Condensation and corrosion.
I'm a believer in NOT starting the car every week over the winter, preferring instead to leave it charging and untouched.... (on the basis that starting cold introduces wear, so might as well introduce wear once rather than every week).
Neil,
Your instinct to avoid starting a car and letting it run for a short while, once a week during the winter time is correct, but for the wrong reason. The biggest problem that occurs from starting a car, letting it idle for a short while, and then shutting it down, is corrosion and oil contamination with water. This problem is especially acute when humidity is high and the temperature the car is stored in is low. Unlike most automobile engines, aircraft engines are routinely hangered for long periods of time and proper procedures for such storage are well-known in the aviation community.
The amount of water that air is able to hold is directly proportional to the temperature of that air. When a piston engine is started it begins to warm up immediately. When it is shut down, the air temperature in the ventilated crankcase and in the cylinder's, rapidly rises to match the temperature of the surrounding metal (between 180° and 200°). Because that air is so much hotter than the surrounding air, it wicks moisture out of that surrounding air like a sponge. Then, as that high moisture content, hot air cools, it loses it's ability to contain that moisture, and condensation forms. Not just a trace amount of condensation, a lot of condensation.
It takes about 30 minutes of engine operation for the condensation in engine oil to evaporate. Aircraft engines that have been started once a week by well meaning owners without being flown are sometimes found to have an inch or more of water sitting in the bottom of their crankcases! The colder the outside temperature air is, the greater the water build up is when an engine is started and allowed to run for just a short period of time.
A visual example of this condensation process can be observed every time you make yourself a glass of iced tea. The surface of the glass rapidly cools to exactly 32°, matching the temperature of the liquid inside. If the temperature in your kitchen is 72°, the surrounding air will hold a lot of moisture. The air touching the surface of your 32° glass however, cools to the surface temperature of the glass and at that lower temperature it is unable to hold the moisture it easily contained at 72°. Condensation forms on the outside of the glass, leaving a wet ugly ring on your nice wood coffee table.
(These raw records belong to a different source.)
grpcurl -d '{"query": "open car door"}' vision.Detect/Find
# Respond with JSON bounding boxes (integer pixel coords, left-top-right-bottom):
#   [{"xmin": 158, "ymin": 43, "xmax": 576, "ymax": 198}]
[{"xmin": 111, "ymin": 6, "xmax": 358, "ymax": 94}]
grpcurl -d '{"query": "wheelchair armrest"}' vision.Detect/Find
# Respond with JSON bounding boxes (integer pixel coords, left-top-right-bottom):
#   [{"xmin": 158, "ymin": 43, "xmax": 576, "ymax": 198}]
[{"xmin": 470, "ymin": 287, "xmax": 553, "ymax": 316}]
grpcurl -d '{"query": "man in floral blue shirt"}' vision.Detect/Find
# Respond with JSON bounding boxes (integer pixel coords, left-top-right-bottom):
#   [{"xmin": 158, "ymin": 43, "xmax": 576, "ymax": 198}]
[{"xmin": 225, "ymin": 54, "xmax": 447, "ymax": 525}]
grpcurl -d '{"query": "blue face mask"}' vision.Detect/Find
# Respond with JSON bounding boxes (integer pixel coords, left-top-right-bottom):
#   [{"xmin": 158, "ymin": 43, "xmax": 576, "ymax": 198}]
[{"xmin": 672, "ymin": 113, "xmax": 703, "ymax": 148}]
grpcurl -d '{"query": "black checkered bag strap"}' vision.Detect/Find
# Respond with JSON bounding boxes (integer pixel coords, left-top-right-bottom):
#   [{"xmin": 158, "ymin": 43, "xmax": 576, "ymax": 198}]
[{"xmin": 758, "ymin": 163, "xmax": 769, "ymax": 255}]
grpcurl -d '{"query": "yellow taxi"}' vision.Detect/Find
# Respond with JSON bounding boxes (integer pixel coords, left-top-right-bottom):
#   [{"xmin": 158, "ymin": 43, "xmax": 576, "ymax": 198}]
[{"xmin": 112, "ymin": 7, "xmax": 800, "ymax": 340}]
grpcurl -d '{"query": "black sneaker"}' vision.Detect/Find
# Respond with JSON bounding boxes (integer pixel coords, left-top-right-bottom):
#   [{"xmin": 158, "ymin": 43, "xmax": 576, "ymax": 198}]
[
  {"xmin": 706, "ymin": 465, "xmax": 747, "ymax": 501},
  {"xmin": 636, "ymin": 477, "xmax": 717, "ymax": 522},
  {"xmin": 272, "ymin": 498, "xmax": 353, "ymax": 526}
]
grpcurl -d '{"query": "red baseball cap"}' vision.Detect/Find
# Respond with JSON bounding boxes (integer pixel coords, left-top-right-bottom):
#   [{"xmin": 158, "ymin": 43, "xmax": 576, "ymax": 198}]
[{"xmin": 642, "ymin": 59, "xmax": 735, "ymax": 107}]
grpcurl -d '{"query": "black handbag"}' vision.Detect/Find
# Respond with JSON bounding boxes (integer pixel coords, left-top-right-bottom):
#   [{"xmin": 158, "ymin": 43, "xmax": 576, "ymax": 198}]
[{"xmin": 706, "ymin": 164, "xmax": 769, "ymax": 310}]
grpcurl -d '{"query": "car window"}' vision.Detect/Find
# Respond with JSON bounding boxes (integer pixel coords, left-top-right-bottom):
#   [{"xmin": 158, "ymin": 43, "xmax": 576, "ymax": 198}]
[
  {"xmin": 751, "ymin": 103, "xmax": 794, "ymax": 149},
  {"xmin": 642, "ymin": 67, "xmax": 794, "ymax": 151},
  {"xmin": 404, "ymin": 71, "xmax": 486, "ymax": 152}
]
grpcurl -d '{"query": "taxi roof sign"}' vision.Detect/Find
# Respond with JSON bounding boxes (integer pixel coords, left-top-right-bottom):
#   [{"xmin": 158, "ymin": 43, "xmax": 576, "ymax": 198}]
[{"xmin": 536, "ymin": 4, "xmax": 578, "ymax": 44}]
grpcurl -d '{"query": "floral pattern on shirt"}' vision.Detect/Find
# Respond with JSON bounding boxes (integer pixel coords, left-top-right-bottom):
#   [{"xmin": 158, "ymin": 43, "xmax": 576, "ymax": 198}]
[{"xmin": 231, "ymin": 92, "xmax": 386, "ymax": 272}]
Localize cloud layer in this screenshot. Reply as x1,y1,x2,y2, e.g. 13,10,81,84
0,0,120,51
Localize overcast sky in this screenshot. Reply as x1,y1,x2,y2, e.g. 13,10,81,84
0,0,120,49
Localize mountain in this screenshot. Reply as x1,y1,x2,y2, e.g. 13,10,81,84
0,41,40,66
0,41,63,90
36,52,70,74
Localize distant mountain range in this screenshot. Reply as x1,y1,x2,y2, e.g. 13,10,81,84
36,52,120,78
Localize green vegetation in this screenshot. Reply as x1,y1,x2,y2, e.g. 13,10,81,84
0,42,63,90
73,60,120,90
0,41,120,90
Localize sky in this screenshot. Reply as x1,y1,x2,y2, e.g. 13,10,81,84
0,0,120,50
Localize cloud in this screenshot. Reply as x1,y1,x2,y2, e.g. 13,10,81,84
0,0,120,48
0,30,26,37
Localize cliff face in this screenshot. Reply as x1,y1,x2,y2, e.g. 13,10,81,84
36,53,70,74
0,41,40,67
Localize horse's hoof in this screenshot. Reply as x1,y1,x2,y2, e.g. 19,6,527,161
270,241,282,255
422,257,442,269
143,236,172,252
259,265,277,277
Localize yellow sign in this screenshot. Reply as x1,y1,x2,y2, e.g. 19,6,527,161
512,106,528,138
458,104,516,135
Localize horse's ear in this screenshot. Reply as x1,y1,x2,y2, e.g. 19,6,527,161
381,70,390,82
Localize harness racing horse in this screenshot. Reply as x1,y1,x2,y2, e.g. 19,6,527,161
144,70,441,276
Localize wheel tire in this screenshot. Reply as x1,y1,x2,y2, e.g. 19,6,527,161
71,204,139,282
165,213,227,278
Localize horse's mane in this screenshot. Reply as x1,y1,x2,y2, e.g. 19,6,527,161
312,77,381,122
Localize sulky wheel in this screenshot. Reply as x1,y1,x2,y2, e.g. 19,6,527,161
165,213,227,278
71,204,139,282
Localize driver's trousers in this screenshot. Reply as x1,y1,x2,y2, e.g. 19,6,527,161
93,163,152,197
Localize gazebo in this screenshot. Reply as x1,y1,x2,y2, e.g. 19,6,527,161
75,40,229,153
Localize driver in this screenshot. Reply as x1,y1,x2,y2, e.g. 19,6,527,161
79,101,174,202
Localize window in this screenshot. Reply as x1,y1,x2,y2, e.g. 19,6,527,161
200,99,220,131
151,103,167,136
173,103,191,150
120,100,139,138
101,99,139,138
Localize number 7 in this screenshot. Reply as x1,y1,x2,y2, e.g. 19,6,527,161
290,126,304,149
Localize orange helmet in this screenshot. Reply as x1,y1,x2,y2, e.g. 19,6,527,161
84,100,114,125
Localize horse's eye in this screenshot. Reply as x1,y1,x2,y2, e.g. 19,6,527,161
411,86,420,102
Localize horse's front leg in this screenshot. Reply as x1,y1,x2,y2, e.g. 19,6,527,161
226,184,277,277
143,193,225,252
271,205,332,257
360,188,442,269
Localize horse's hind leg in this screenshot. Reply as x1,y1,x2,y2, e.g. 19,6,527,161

Another example is the vapor trail you see when a jet flies high overhead. The white streaks coming out of the jet engines that hang for a considerable period of time as long white lines in the sky, is not smoke. That white line is a cloud. The extremely cold air at that high altitude holds very little moisture. When that cold air passes through a jet engine, it immediately warms to well over 100° and rapidly wicks any available humidity out of the surrounding air. That hot humid air then rapidly chills and just as rapidly loses it's ability to hold that moisture. The frozen condensation that results forms the long thin cloud that will hang in the air for some time.
An iced tea glass with a temperature differential to the surrounding air of only 40° can generate a ton of condensation that you can see drain down on to your coffee table. The winter time temperature differential between the air inside your engine and the air outside your engine could be 180° or more. The amount of condensation water generated is huge. Again, this is no big deal if the engine is run for 30 minutes as that condensation will burn out and leave the engine. But a succession of starts with brief runs (heat cycles), will allow that water to continue to build up. It never evaporates because it sits underneath a thick layer of your engine oil (the water is heavier than the oil). And water is not a good engine lubricant, especially at startup.
This is probably a lot more than you wanted to know. I'll shut up now.